De toda forma, o ginásio passa por obras e uma renovação certamente virá para compatibilizar o local às exigências da atualidade e de um futuro que já chegou em termos de comodidade para o público.
O que as ligas esportivas dos Estados Unidos há muito entenderam e endereçam com inegável maestria é o fato de que existem torcedores à moda antiga, que acompanharão o time do coração em qualquer circunstância, e existem torcedores que demandam outros cuidados para serem cultivados.
O jogo é para todos e os equipamentos esportivos precisam absorver essa diversidade a fim de que as pessoas escolham gastar o seu dinheiro naquele local, seja com regularidade ou apenas eventualmente.

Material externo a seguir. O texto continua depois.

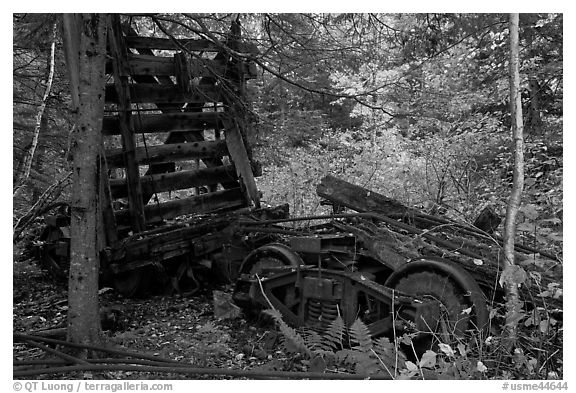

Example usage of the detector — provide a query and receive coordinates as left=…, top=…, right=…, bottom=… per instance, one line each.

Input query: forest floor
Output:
left=13, top=260, right=306, bottom=379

Afinal, vivemos a era da “economia da atenção”, ou, melhor dizendo, da “economia da distração”, em que, com os smartphones, todos têm acesso a tudo o tempo inteiro, o que torna mais sensível a decisão de se deslocar para investir algumas horas em qualquer coisa que seja.

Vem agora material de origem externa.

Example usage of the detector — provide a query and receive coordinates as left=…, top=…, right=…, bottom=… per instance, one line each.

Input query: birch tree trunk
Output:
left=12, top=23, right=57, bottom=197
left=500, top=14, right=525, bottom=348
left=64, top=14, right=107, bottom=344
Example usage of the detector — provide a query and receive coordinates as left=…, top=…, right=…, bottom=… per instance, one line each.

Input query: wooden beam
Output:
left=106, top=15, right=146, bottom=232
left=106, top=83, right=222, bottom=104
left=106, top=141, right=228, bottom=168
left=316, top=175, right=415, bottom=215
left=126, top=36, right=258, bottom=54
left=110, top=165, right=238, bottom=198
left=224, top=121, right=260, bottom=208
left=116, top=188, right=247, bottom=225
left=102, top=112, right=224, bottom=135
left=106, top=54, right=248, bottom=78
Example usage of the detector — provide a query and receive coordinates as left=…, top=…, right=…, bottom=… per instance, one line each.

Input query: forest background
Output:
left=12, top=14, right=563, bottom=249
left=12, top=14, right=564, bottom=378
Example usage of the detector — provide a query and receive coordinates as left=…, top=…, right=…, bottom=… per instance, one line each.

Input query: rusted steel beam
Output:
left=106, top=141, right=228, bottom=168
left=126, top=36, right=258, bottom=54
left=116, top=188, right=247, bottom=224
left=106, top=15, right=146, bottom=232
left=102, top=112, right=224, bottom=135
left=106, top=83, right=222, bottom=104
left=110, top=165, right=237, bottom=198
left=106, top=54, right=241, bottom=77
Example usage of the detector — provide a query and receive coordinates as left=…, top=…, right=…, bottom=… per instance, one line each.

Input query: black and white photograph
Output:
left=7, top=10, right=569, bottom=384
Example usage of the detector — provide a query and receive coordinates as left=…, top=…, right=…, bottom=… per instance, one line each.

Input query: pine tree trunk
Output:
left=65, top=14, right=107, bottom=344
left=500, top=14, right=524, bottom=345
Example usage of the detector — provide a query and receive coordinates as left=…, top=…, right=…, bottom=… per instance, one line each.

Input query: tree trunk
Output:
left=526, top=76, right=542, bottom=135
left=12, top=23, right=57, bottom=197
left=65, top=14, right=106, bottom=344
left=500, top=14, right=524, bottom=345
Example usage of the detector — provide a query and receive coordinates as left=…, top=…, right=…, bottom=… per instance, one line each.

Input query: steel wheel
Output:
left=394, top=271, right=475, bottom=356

Isso vale para estádios/arenas, em que há uma facilidade maior em seduzir o torcedor com ações de marketing voltadas para o Match Day, e vale para lojas e afins (fui às lojas oficiais da NBA e da MLB em Nova Iorque e, como milhares de outras pessoas que já estiveram por lá, saí encantado).
Ainda estamos distantes dessa realidade, mas é em direção a ela que o Brasil, no mínimo desde o Estatuto do Torcedor promulgado há mais de 20 anos e revogado pela Lei Geral do Esporte (Lei nº 14.597/2023), deveria caminhar de um ponto de vista institucional.
Na iniciativa privada, há entidades esportivas brasileiras que souberam assimilar as boas lições que vêm de fora e, fazendo as devidas adaptações, tornaram a experiência de seus torcedores mais atrativa.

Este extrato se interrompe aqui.